Notably, the improvement in MME observed in our study was caused by an increase in SV without a rise in HR and, consequently, of MVO2. This confirms the findings of a prior study in which CCM increased dP/dt (an index of myocardial contractility) without an increase of MVO2 in nine patients with HFrEF [35].

In conclusion, CCM induces an increase of SV and consequently of cardiac output without a concomitant increase in myocardial oxygen demand acting as a smart inotropic therapy.

5. Study Limitations

The relatively small number of patients as well as the single-center, observational design of the study with the lack of a control group may influence our results. In addition, although the echocardiographic evaluations were performed in stable patients, the assessments of SV and GLS may be influenced by loading conditions. Seven patients have a CRT-D implanted 12 months before the inclusion in the study; for these patients, late response to this therapy cannot be excluded.

6. Conclusions

At six months of follow-up, CCM therapy increased left ventricular performance, improving left ventricular ejection fraction, E/e’ ratio, GLS, as well as MEE and MEEi in patients with HFrEF on optimal medical therapy.

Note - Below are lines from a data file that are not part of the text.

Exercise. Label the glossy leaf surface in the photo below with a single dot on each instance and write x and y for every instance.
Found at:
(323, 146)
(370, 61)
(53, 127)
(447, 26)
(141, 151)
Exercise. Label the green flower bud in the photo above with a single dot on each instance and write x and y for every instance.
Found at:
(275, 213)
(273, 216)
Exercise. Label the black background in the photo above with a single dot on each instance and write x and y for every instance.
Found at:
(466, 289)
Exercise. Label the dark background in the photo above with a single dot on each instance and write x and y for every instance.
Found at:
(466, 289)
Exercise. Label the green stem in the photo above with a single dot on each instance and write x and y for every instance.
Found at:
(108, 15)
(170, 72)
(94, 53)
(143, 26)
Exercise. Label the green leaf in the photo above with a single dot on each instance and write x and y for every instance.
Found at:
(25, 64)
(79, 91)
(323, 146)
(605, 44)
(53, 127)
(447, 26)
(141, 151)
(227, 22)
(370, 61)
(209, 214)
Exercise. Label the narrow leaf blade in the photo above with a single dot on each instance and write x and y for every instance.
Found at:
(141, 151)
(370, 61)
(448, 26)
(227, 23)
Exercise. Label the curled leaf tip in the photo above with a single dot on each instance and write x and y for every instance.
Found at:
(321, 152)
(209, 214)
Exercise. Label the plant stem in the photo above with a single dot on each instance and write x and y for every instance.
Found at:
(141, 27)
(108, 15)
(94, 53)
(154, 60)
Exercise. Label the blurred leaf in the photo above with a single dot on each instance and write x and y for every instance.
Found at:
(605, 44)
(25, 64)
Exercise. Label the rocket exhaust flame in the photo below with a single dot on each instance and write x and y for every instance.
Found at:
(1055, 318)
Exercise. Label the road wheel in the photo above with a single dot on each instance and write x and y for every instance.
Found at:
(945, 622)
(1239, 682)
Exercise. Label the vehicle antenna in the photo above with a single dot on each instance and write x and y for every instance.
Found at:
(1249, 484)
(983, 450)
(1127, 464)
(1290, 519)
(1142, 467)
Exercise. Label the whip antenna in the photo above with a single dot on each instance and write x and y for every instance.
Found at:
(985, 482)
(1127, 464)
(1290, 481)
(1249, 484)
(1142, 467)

These echocardiographic improvements are associated with a clear clinical benefit documented by reduction of NT-pro BNP plasma levels NYHA class and MLHFQ score.

Additional larger studies are needed to provide a greater understanding of the long-term impact of CCM on left ventricular function, as well as the prognostic significance of these observations.